Ils firent une halte dans une station-service Total, aussi minable que les autres, avec des berlines bourrées de cadeaux, des gosses endimanchés et des parents rotants. Mc Cash fit le plein, paya à la caisse, tira trois cents euros en liquide et, à la recherche du dernier Valeurs actuelles, trouva Alice devant le stand des peluches… Peut-être que, comme lui, elle cherchait un compagnon…
— Qui est-ce qui va s’occuper de votre chien ? ! demanda-t-elle en le voyant.
— Quoi ?
— Qui va s’occuper de votre chien pendant votre absence ?
Elle avait de drôles de préoccupations.
— Je m’en fous de ce clébard, s’agaça-t-il.
Ses cils de girafon battaient sous les néons dégueulasses. Tu parles qu’elle dormait…
Manquant d’éborgner une mère de famille, Mc Cash fit claquer les portes battantes de la station-service : il n’avait plus de morphine, son œil mort le faisait de nouveau souffrir, il avait eu une peur épouvantable pour Alice et ils allaient bientôt se quitter… Saholy attendait adossée à la Clio.
— Ça va pas ?
— Ça va passer.
Le ciel sombrait sur l’aire d’autoroute. Mc Cash croisa ses meurtrières, y vit des étincelles sur fond d’onyx. Colère stationnaire. Des gens passaient, indifférents.
— Je te dis que ça va passer, répéta-t-il en lui donnant l’argent retiré tout à l’heure.
Comme Alice arrivait, Saholy n’insista pas.
Ils roulèrent jusqu’aux portes de Paris. Pagny, Johnny, la radio débitait ses conneries habituelles ; Mc Cash demanda à la métisse si elle n’avait pas les Clash mais elle ne possédait que deux CD, Arvö Pärt et Rabih Abou-Khalil.
— C’est qui les Clash ? demanda Alice à l’arrière.
Elle revenait doucement à la vie.
— Le groupe de Strummer, répondit-il.
— Celui dont vous parliez tout à l’heure ?
— Joe Strummer.
— C’est qui ?
— Décidément, les gosses, vous n’y connaissez rien.
— Hey, c’est pas parce que je suis en sixième qu’il faut me prendre pour une pouffiasse !
Elle était marrante. Et courageuse. Pour ça au moins, Carole ne l’avait pas pris en traître.
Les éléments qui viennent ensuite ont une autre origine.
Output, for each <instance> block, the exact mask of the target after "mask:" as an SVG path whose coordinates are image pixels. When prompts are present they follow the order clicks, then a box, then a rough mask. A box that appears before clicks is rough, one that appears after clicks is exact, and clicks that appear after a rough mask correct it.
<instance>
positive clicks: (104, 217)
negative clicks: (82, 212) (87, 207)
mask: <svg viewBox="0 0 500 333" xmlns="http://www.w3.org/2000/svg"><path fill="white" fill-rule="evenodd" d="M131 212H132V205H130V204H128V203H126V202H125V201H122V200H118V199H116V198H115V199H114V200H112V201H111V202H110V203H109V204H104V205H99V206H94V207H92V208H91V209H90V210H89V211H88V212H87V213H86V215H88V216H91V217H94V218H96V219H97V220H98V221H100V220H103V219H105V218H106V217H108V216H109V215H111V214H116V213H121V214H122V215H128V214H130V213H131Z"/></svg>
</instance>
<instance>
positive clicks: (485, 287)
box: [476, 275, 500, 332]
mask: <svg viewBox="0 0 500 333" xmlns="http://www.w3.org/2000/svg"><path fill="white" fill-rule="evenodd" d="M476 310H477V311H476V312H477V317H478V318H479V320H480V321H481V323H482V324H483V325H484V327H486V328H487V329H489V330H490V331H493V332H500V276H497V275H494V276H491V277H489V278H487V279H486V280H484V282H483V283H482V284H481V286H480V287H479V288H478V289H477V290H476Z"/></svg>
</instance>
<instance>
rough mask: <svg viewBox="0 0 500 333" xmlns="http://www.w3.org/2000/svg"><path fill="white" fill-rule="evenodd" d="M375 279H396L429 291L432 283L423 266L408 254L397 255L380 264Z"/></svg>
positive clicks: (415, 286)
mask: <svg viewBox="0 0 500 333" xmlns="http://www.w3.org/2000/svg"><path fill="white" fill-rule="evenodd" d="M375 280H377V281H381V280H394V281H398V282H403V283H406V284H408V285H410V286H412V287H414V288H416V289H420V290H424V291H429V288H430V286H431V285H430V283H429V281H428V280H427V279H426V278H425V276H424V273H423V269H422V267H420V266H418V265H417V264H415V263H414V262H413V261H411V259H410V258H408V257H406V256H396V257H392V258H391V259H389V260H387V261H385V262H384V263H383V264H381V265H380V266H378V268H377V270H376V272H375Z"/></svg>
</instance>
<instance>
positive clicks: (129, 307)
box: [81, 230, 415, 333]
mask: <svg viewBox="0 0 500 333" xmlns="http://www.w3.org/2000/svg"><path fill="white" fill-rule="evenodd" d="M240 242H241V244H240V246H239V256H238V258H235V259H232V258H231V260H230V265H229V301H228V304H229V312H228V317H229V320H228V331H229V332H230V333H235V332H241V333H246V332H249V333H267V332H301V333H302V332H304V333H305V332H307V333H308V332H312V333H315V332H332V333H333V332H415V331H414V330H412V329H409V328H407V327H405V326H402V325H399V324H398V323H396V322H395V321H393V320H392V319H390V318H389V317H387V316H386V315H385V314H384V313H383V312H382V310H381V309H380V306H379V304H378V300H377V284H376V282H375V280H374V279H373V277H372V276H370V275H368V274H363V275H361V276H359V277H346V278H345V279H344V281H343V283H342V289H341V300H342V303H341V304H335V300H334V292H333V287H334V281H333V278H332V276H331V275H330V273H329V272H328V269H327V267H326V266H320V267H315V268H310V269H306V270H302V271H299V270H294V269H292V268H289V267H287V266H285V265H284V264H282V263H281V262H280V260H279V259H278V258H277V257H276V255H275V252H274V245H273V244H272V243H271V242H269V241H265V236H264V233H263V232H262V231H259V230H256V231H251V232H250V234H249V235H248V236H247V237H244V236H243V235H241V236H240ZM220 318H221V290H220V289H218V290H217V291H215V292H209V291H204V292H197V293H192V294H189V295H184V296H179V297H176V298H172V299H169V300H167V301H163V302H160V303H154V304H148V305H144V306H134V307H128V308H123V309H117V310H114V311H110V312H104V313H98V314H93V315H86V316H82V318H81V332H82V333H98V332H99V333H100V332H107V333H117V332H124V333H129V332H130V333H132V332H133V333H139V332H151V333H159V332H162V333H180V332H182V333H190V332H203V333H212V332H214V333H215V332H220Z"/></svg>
Ils se séparèrent sur le parking du RER de Massy-Palaiseau, un endroit si authentique qu’on y vendrait ses idéaux. Mc Cash avait laissé son arme dans la boîte à gants de la Clio et des consignes en cas d’utilisation — tirer au moins deux fois, sachant que la première balle risquait de se perdre loin de sa cible. Saholy l’avait écouté gravement, énigmatique derrière son pansement : c’était de la folie, elle ne voyait pas ce qu’elle pouvait faire face à un tueur, quel qu’il soit, mais pour la petite, il pouvait compter sur elle.
Il était temps de se quitter.
— On se revoit quand ? demanda la métisse.
— Je ne sais pas… Ça dépend combien de temps Blanckaert est parti à l’étranger.
Mc Cash ferma sa veste. Pas envie de parler. Des gens pressés traversaient le parking humide. La nuit tombait déjà.
— Je n’ai jamais pris l’avion, fit remarquer Alice.
— C’est comme le train, sauf que ça vole. Bon, merci, dit-il en embrassant la joue de Saholy.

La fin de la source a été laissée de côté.